Désastre au Ladakh : « Dieu est grand », mais l’homme aussi

Désastre au Ladakh : « Dieu est grand », mais l’homme aussi (1)

De la responsabilité et de la solidarité

 Au Pakistan voisin, les intempéries ont touché des millions de personnes, et ont fait des milliers de victimes. Ici, au Ladakh, l’ampleur des dégâts n’a pas pris la même mesure. Pour autant, leurs conséquences ont revêtu également un caractère tragique. « Dieu est grand » m’a soufflé un ladakhi dont la maison gisait dans 1,50 m de boue et dont des voisins sont morts. L’homme ne l’est-il pas moins, pour être irresponsable ou solidaire ?

P1150680« Dieu est grand », et, dans ce cas, est tout autant cruel. Ses caprices mortels, injustes ont constitué une des essences fondamentales des révoltés (2). Le spectacle de désolation ne fait qu’alimenter la mienne. Dans la nuit du 5 au 6 août, au dessus de Leh et de ses alentours, un phénomène climatique rare et violent – un éclatement de nuage – a entraîné des précipitations énormes. Une coulée de boue, qui par endroit a atteint 4 m de hauteur, a déferlé sur la partie est de la ville. Plus de 150 morts et 200 disparus. Des quartiers entiers écroués dans 1,50 m de boue, des maisons éventrées, des bus concassés. A Choglomsar (7 km à l’est de Leh), le bilan est encore plus terrible. Pour une population estimable à 7 000 personnes, il y aurait plus de 1 000 morts et disparus. P1150678

« Dieu est grand », mais, comme souvent dans les catastrophes naturelles, l’homme lui a filé un sérieux coup de mains. En effet, la multiplication des constructions au bord des rivières, sous les pentes sableuses, et la pollution exponentielle des cours d’eau ne doivent rien au hasard. Elles ont largement contribué à rendre la furie des cieux bien plus meurtrière qu’elle n’aurait pu l’être.

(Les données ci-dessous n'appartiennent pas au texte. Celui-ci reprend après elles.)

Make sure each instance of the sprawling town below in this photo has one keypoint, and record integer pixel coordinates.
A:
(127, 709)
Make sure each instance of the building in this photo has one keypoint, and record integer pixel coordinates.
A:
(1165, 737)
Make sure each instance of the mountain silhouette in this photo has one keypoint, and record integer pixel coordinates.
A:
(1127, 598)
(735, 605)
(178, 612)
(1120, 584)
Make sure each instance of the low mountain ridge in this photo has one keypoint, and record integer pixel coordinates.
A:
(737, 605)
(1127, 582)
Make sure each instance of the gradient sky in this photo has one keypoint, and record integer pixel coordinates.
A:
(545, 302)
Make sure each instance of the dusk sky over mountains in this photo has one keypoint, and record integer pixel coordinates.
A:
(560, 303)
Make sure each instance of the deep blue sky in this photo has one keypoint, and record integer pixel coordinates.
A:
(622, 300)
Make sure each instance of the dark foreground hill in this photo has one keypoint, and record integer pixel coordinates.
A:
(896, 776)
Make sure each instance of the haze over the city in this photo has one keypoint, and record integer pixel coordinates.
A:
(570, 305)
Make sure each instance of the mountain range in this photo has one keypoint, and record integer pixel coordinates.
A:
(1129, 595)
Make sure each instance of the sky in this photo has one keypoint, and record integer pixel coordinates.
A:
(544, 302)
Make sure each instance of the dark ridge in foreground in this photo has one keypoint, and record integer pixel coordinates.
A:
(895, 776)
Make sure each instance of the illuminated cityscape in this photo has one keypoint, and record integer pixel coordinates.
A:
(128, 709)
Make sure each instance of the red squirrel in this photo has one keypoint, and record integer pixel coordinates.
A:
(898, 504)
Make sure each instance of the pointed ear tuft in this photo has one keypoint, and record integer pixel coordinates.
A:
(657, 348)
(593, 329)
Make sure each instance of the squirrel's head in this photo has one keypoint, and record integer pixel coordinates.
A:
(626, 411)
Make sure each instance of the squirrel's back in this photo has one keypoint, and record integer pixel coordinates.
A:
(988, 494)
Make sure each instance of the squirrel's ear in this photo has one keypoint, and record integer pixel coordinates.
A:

Si l’homme est grand pour courir à sa perte, il l’est aussi pour être solidaire. L’organisation des communautés, bouddhiste et musulmane, leur engagement et leur réactivité me sont apparus comme édifiants. « Communauté ». Un presque gros mot en France (pour moi le premier). Ici, les trois jours que j’ai passés avec l’association musulmane (3) à déblayer la boue de Choglomsar en ont rendu ma perception moins tranchée. Les communautés peuvent constituer un ressort efficace du lien social, une force d’action permettant de suppléer l’Etat, de ne pas se déresponsabiliser en se défaussant sur ce dernier.

Dans cette solidarité, les dons et grandes ONG internationales ont afflué. Cependant, comme pour le tsunami, certaines d’entre elles ne connaissent rien au territoire. Aussi, pour reloger les sinistrés, la mise en place de préfabriqués a été avancée par l’ONG Millenium International, étant donné qu’elle maîtrise parfaitement cette technique (4). Or, d’ici à peine deux mois, les températures vont passer puis plonger au dessous de 0°…

 Ainsi, que ce soit pour être responsable ou solidaire, la connaissance du territoire et des communautés apparaissent comme des principes d’action incontournables. Avec discernement, les travailleurs sociaux, d’ici et d’ailleurs, peuvent s’appuyer sur ces principes. Les défendre. Les promouvoir. Les appliquer, pour suppléer, pour dépasser le cadre planté par l’Institution, l’Etat et Dieu.   


 

[1] Pour les photographies relatives à cette chronique, je tiens à signaler que je n’ai pas voulu en prendre juste après la catastrophe. N’étant pas journaliste, cela me paraissait indécent. Par contre, il m’a semblé important de donner à voir l’étendue des dégâts restants une semaine après les intempéries.

 

[2] Camus Albert (1951), L’homme révolté, Gallimard, coll. Folio Essais (réed. 2009), p. 54

 

[3] Nommément « Anjuman Moin-ul Islam »

 

[4] Information recueillie auprès de participants aux réunions de coordination, réunissant pouvoirs publics et ONG locales et internationales. Ces personnes ont voulu garder l’anonymat.